If your city has low income housing (or a greedy
meatpacker nearby!) you could get refugees,
by Ann Corcoran, 5/7/17
During the final years of the Obama
Administration, the US Department of State created a little booklet for
communities to use to help plan for their town to be a new resettlement site.
This morning, reader Joanne sent this news from Colorado: Ft. Collins hasn’t enough low income housing so
refugees are not being placed there in any numbers. I’ll give you the news and then send
you to places where you can learn more about the refugee program.
(Commenter Nancy, in a follow-up e-mail, asked to be further
educated!).
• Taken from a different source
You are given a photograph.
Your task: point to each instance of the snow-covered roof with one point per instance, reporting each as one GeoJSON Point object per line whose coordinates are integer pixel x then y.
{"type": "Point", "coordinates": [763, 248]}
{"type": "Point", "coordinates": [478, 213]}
Apologies to long-time readers who find the repetition
boring!
FORT COLLINS COLORADOAN – While
national rhetoric on immigration, presidential executive orders and
international factors slow in the number of refugees settling in the U.S., a
lack of affordable housing has all but halted refugee resettlement in Fort
Collins, experts say.
Just 13 refugees have resettled in
Fort Collins since 2002, and none have moved to the city since 2012, according to
newly compiled data from a USA TODAY Network investigation. Eleven of those
refugees came from Iraq, and the remaining two came from Chad and Sudan. “Housing drives where
refugees live,” said Kit Taintor, Colorado’s State Refugee Coordinator.
Cities the size of Fort Collins can
serve as a boon for resettlement options, she said. But Fort Collins’ lack of
affordable housing coupled with student competition for rentals in the
university town has significantly limited resettlement options, making matters
“really challenging.” Greeley refugee flow is
no great surprise! Taintor is not completely correct, meatpackers drive where
refugees live too! (See ‘Big Meat braces for refugee shortage,’ here.)
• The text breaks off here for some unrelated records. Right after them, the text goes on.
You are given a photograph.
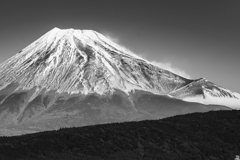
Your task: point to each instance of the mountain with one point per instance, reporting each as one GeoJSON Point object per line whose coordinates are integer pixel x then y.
{"type": "Point", "coordinates": [79, 77]}
{"type": "Point", "coordinates": [207, 136]}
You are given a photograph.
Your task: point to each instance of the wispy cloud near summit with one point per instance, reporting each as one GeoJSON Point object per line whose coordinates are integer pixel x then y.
{"type": "Point", "coordinates": [164, 65]}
The Coloradoan continues….Despite the low
number of refugees settling in Fort Collins, a radically different story
continues to unfold in a Northern Colorado city just 30 miles away.
Since 2002, 1,110 refugees fleeing war, genocide and other ills in
their home countries resettled in Greeley, a figure that has inched upward
annually since 2009. Data show 270 refugees were settled in Greeley last year,
and nearly all of them came from Burma and Somalia. More here.
Not a word about the labor draw
created there by a BRAZILIAN-OWNED COMPANY! Think about it, they get a
ready-supply of cheap labor and you pay for the refugee family’s welfare,
housing support, medical care and education for the kids—what a business
model!
Refugee resettlement is
not first and foremost about humanitarianism! It is about money! And, that is
why you do not see any move toward reform from the Republican leadership in
Congress!
Your short tutorial
begins here: Read the Department of State’s ‘New Site Development Guide,’ click here.
The DOS mentions that the UN High
Commissioner for Refugees selects most of our refugees. Here is a flow
chart from the federal Office of
Refugee Resettlement confirming that registration with the UNHCR is a first
step. But, please note that they are messing with the definition of a
refugee when they say “war” makes one a refugee. ‘Persecution’ makes one
a refugee so just running from war and crime should not make one a legitimate
refugee entitled to permanent resettlement.
The Open Borders Left wants every person on the move for any reason
(including climate!) anywhere in the world to be considered a refugee! The Dems
in the US want the reliable left-leaning voters!